I pupi siciliani e un gioiello dell’archeologia industriale nel nuovo corto di Daniele Ciprì

Il regista e pluripremiato direttore della fotografia Daniele Ciprì ha scelto una location eccezionale per la realizzazione del suo ultimo progetto cinematografico dal titolo La Fornace. La cornice, si sa, tra suggestioni e contributi storici, è un elemento imprescindibile nel racconto artistico, qualunque sia la forma con cui questo venga veicolato e, tra un ciak e l’altro, Ciprì ha voluto sottolinearlo. «Palermo è di per sé un luogo magico – ha precisato Ciprì – che da sempre, insieme a Franco Maresco, mi ha ispirato e offerto occasioni eccezionali. Il mio sogno è quello di fare sempre cose gotiche, e questo luogo si presta perfettamente».

Le Antiche Fornaci Maiorana di Palermo, di proprietà di Salvatore Maioranasono uno dei più importanti siti di archeologia industriale della Sicilia (inserito tra l’altro per il suo prestigio all’interno del festival Le Vie dei Tesori) costituito da due fornaci per la produzione della calce viva, articolato su tre livelli compresa un’ampia parte sotterranea scavata nella roccia, scelta dal regista per le riprese del cortometraggio. Protagonisti della storia, scritta dallo stesso Ciprì insieme allo scenografo Fabrizio Lupo e al regista Gianni Cannizzo, sono in puparo Marcello, interpretato da Giorgio Portannese e i pupi siciliani, attori inanimati più o meno inconsapevoli di un futuro – forse non troppo lontano – di disarmante crudeltà che imbriglia lo spettatore in una spirale di emozioni tra speranza e disperazione.

«Il pupo siciliano è il simbolo della nostra cultura – ci ha detto Ciprì – tra aspetti antropologici e tradizione, che ha segnato la mia crescita personale e soprattutto la mia formazione artistica. Con questo lavoro ritorno alle origini per cercare di comprendere il presente ed è questo il messaggio che trasmetto agli allievi della Scuola di Cinema Piano Focale con i quali stiamo realizzando il progetto.

Non avere mezzi è il miglior strumento per sviluppare la fantasia e l’immaginazione per questo scelgo sempre di lavorare sull’immaginario, senza troppi calcoli, in luoghi d’eccezione. Bisogna sempre sperimentare nuove formule; per quanto il cinema sia già stato fatto, non si inventa di certo nulla, mi sento di dover rientrare nel mondo delle immagini, in una dimensione surreale. È sempre l’immagine ad essere da supporto alla storia, con la quale deve stare sempre al passo. La mia carriera si fonda sulle immagini e seguo questo diktat quando dirigo un attore o quando lavoro con altri colleghi. Per me il cinema è fatto di suoni, immagini e qualche parola; spesso i dialoghi sono immensi e inutili».
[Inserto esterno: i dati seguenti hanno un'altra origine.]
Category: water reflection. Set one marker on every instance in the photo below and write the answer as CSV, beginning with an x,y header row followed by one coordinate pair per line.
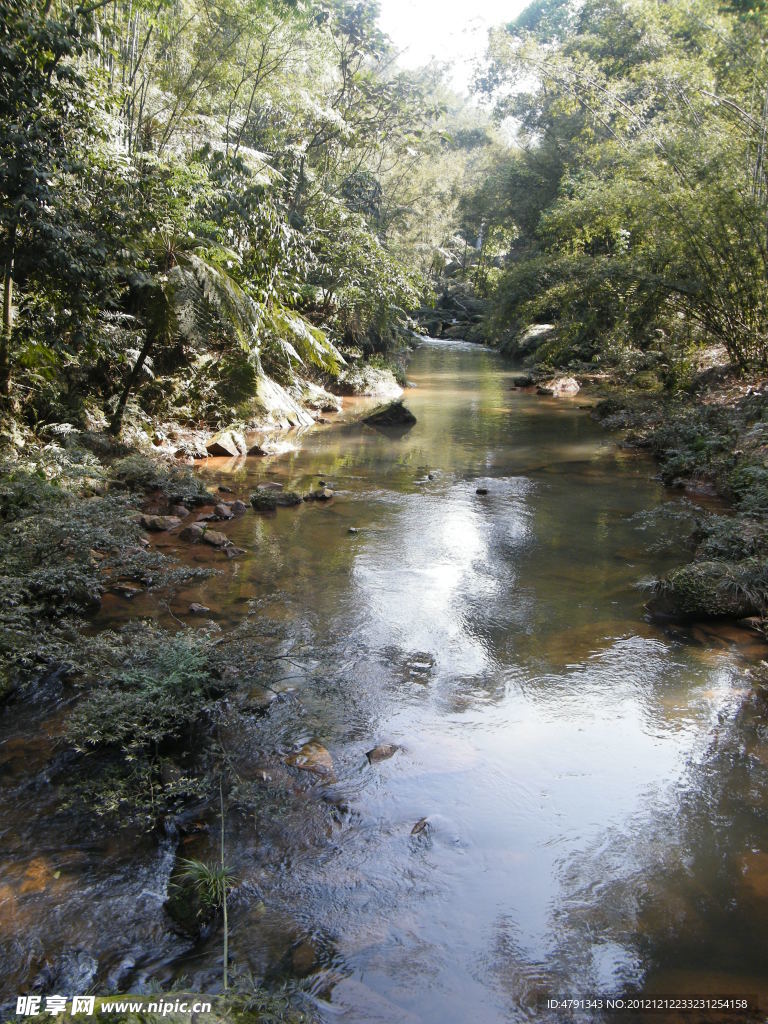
x,y
594,790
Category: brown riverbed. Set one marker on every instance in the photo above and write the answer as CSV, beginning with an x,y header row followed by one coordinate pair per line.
x,y
595,787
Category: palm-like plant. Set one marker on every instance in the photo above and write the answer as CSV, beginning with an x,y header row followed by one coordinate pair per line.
x,y
194,291
212,884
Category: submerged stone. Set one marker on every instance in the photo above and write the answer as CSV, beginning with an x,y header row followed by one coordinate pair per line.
x,y
226,442
160,523
393,415
314,758
382,753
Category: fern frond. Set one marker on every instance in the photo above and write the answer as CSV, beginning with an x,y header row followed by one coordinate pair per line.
x,y
303,342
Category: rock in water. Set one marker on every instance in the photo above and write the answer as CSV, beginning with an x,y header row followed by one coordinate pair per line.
x,y
215,539
393,415
558,386
381,753
265,498
226,442
314,758
158,523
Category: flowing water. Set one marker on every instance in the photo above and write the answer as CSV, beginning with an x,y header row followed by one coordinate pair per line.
x,y
595,787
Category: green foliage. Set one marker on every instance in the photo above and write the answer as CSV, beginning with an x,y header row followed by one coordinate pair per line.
x,y
636,196
164,690
177,483
210,883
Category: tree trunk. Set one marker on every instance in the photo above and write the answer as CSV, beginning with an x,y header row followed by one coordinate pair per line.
x,y
7,315
117,420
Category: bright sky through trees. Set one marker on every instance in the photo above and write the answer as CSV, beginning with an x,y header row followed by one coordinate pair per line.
x,y
453,32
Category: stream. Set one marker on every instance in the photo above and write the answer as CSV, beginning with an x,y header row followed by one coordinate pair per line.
x,y
595,786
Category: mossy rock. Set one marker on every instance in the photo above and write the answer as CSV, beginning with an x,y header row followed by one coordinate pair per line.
x,y
712,590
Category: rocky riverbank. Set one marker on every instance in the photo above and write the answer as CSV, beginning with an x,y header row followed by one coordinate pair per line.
x,y
711,442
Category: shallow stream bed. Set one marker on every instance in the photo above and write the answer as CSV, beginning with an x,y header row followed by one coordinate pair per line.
x,y
595,787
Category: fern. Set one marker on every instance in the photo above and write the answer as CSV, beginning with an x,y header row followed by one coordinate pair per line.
x,y
302,342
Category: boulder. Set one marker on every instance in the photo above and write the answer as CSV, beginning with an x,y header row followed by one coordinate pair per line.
x,y
381,753
126,589
192,449
558,386
192,534
288,498
314,758
393,415
264,500
226,442
216,539
160,523
267,446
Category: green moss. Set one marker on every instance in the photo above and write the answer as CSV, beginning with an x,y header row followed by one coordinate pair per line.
x,y
713,590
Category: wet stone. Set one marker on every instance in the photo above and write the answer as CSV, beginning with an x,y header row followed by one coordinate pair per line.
x,y
160,523
382,753
215,539
312,757
193,532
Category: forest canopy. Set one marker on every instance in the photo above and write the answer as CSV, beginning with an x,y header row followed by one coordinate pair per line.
x,y
632,213
196,195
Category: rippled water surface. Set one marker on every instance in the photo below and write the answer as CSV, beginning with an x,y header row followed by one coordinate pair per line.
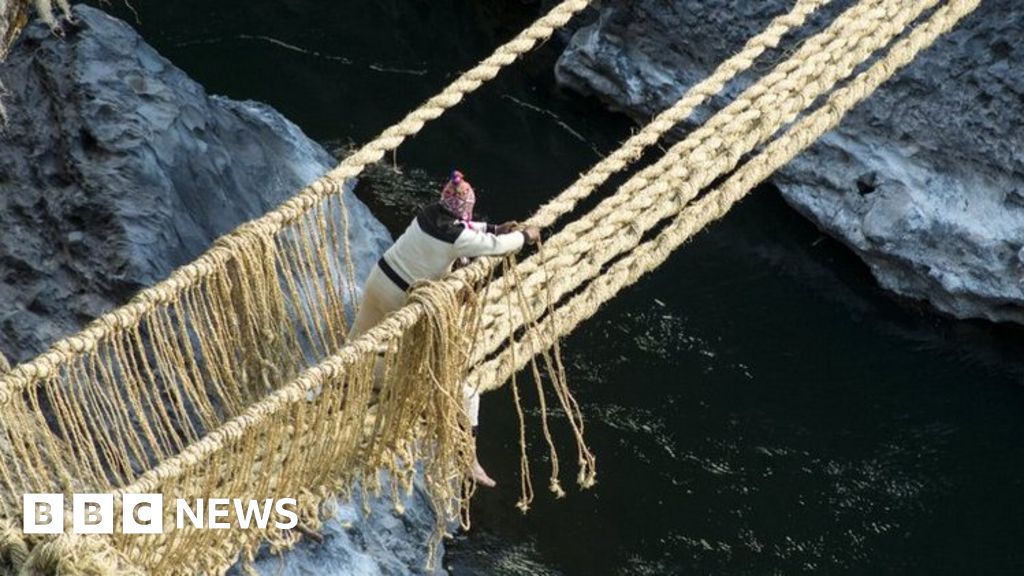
x,y
757,406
Capelli arruffati e occhialoni dalla grande montatura nera Daniele Ciprì – che non vive più a Palermo e per questo forse continua ad amarla ha detto sorridendo – non rivela tutto di questo lavoro ma di certo incuriosisce per quanto ha anticipato sul cortometraggio che, una volta terminato, verrà presentato nei principali festival internazionali di settore.

«La Fornace è una riflessione sulla fine, sulla distrazione destinata ormai da troppo tempo verso la Settima Arte: per raccontare questo straniamento ho scelto i pupi che da sempre hanno nutrito la mia immaginazione, insieme al cunto, alle storie e alle battaglie che poi ho visto nei film. Cerco di raccontare, con grande rispetto, qualcosa che di sentimentale ho e nutro verso questo mestiere, tento di farlo con un oggetto inanimato, ovvero il pupo, che animiamo noi stessi, quindi alla fine moriamo tutti metaforicamente. Il finale del cortometraggio non è confortante ma non posso rivelare tutto».

I pupi presenti sul set provengono dalla collezione privata di Vincenzo Garifo, manovratore del famoso puparo Gaspare Canino. Il corto è prodotto da Eikona Film in associazione con Slinkset e Rodeo Drive, cofinanziato dalla Sicilia Film Commission e realizzato con il contributo degli allievi della Scuola di Cinema Piano Focale, in collaborazione con l’Accademia di Belle Arti, il Conservatorio di Musica di Palermo ed Euroform.